26 Nov Spezial: Chubb
Spezial: Chubb
Fondsberater Marcus Reck stellt einen seiner Favoriten im Versicherungsbereich vor.
Den Versicherer Chubb kenne ich bereits seit mehreren Jahrzehnten, da ich in den 1990er Jahren während meines Studiums in den USA ein knapp einjähriges Praktikum bei Chubb absolvieren durfte. Seit Langem bin ich zudem in Chubb investiert und begleite das Unternehmen als Aktionär. Das ist für mich der Idealfall. Wer Qualität sucht, muss selektiv sein, denn die Kombination aus „gut“ (Qualität) und „billig“ (Value) ist leider nur sehr selten vorzufinden. Versicherer, die sowohl in ihrem Kerngeschäft als auch mit ihren Investments Geld verdienen, sind selten, haben aber ein höheres Buchwertwachstum als andere und schneiden deshalb langfristig besser an der Börse ab. Einer von ihnen ist Chubb, die ich nachfolgend kurz vorstellen möchte.
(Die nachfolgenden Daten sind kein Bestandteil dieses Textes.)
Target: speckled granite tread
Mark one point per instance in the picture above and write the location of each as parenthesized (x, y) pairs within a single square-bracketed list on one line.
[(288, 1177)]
2016 wurde die ehemalige Chubb Corp. von ACE für 28 Mrd. US-Dollar übernommen. Nach dem Merger blieb für den Konzernverbund nur der Name Chubb (Ltd.) übrig. Der heutige Versicherungsriese ist ein Zusammenschluss eines der größten Schaden- und Unfallversicherer (ACE) und einem führenden Sachversicherer, fokussiert auf wohlhabende Privat- und Firmenkunden (Chubb). Die beiden Ursprungsunternehmen ACE und Chubb ergänzen sich ausgezeichnet und entsprechend wurde die Fusion umgehend von den Anlegern goutiert. Während sich die ehemalige ACE auf die Betreuung großer Unternehmenskunden konzentriert, bedient Chubb Mittelständler und vermögende Privatleute.
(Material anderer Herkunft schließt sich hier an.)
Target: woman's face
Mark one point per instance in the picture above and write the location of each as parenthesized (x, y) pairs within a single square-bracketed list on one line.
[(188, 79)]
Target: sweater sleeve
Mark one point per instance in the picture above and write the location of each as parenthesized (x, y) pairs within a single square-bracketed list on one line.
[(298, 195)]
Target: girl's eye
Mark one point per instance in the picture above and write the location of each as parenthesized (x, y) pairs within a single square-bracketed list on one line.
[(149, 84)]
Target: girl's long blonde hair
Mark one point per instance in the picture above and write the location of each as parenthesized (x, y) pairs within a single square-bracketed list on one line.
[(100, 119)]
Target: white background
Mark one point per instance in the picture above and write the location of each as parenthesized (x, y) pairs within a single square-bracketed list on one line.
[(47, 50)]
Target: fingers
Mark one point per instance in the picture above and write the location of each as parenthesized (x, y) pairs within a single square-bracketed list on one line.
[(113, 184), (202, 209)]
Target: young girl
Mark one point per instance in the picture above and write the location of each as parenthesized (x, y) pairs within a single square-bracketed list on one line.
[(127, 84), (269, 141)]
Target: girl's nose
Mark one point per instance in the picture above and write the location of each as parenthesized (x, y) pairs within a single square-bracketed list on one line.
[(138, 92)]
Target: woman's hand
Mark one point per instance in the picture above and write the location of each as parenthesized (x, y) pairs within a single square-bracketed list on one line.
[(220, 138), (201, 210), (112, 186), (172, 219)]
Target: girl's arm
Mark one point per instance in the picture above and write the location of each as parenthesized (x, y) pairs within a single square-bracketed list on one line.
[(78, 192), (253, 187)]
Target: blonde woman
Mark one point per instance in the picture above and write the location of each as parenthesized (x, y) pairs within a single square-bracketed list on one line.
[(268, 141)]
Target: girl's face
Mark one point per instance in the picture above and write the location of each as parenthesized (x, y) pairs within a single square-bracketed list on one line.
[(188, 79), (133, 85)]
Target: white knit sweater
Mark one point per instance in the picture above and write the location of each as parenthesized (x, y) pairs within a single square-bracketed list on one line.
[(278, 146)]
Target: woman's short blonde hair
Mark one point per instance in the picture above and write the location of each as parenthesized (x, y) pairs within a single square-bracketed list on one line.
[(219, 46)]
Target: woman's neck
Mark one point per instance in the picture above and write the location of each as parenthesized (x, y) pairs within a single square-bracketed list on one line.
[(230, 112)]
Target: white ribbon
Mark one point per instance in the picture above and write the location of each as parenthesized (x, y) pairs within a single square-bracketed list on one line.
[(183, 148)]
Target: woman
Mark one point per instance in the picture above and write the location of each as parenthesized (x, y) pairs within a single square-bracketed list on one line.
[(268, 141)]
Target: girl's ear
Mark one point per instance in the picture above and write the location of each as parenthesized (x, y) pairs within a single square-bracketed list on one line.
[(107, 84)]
Konzernkunden von ACE haben in ihrem operativen Geschäft häufig Risiken, die sich nicht regional von einem nur lokal tätigen Versicherer abbilden lassen. Um komplexe, länderübergreifende Risiken effizient übernehmen zu können, hat ACE seit seiner Gründung im Jahr 1985 Niederlassungen in mehr als 50 Ländern aufgebaut und sich eine starke Position im Segment der Großkunden erkämpft. Nur wenige Versicherer haben eine ähnlich globale Präsenz wie ACE und das Unternehmen profitiert von langjährigen, starken Beziehungen zu vielen der Fortune 1000-Unternehmen (die 1.000 größten amerikanischen Firmen). Im Jahrzehnt vor der Fusion zeigte sich die Effizienz und der Skalenvorteil von ACE in einer hervorragenden Schaden-Kosten-Quote von etwa 91%.
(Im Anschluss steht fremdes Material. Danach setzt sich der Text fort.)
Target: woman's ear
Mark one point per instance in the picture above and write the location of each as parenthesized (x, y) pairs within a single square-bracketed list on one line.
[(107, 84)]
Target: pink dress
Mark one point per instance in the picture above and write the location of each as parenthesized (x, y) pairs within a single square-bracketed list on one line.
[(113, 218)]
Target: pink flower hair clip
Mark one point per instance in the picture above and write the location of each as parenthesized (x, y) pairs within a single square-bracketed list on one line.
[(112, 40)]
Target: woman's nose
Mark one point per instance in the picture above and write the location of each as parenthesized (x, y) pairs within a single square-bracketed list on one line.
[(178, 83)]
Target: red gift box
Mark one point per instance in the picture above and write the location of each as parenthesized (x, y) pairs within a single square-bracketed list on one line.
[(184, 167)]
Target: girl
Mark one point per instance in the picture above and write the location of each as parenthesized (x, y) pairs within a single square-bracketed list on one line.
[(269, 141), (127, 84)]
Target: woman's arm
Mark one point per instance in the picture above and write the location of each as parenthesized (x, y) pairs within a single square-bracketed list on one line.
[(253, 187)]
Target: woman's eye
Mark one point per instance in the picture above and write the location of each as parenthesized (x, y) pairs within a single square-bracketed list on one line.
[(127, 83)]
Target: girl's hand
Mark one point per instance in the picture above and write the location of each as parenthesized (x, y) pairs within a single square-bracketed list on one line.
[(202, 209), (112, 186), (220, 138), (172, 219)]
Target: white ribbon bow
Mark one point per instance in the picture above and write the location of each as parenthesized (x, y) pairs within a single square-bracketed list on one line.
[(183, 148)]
Die ehemalige Chubb Corp. war vor der Fusion Marktführer in der Sachversicherung für vermögende Privatkunden und mittelständische Geschäftskunden. Dazu gehört unter anderem das Haftpflicht- und Bürgschaftsgeschäft für Führungskräfte und der Schutz wertvoller Besitztümer vermögender Privatleute. Aufgrund des hohen Wertes der Vermögenswerte von Sammlern und ihrer manchmal einzigartigen Natur (wie Yachten oder Kunst) verlangen Versicherer zur Überwachung ihrer Policen regelmäßig Neubewertungen des Zeitwerts der Objekte. In der Praxis ermöglicht dies Chubb sehr langlaufende Versicherungspolicen und senkt die Abschlusskosten, da die Versicherungsnehmer großen Wert auf Diskretion legen und keine andauernden Besuche von wechselnden Versicherungsvertretern wünschen. Darüber hinaus sind die versicherten Einzelrisiken so groß, dass ein Versicherer eine beträchtliche Größe mitbringen muss, um diese Risiken überhaupt mit Gewinn versichern zu können. Dies führt zu einer Konzentration der Anbieter, die in diesem Bereich erfolgreich sein können. Abschließend profitiert die ehemalige Chubb wie die ehemalige ACE von ihrer globalen Präsenz, da vermögende Privatpersonen oft über diverse kostbare Besitztümer verfügen, die über mehrere Länder verteilt sind. Der Wettbewerbsvorteil von Chubb äußert sich in einer sehr guten Schaden-/Kostenquote von rund 89% in den 10 Jahren vor der Fusion.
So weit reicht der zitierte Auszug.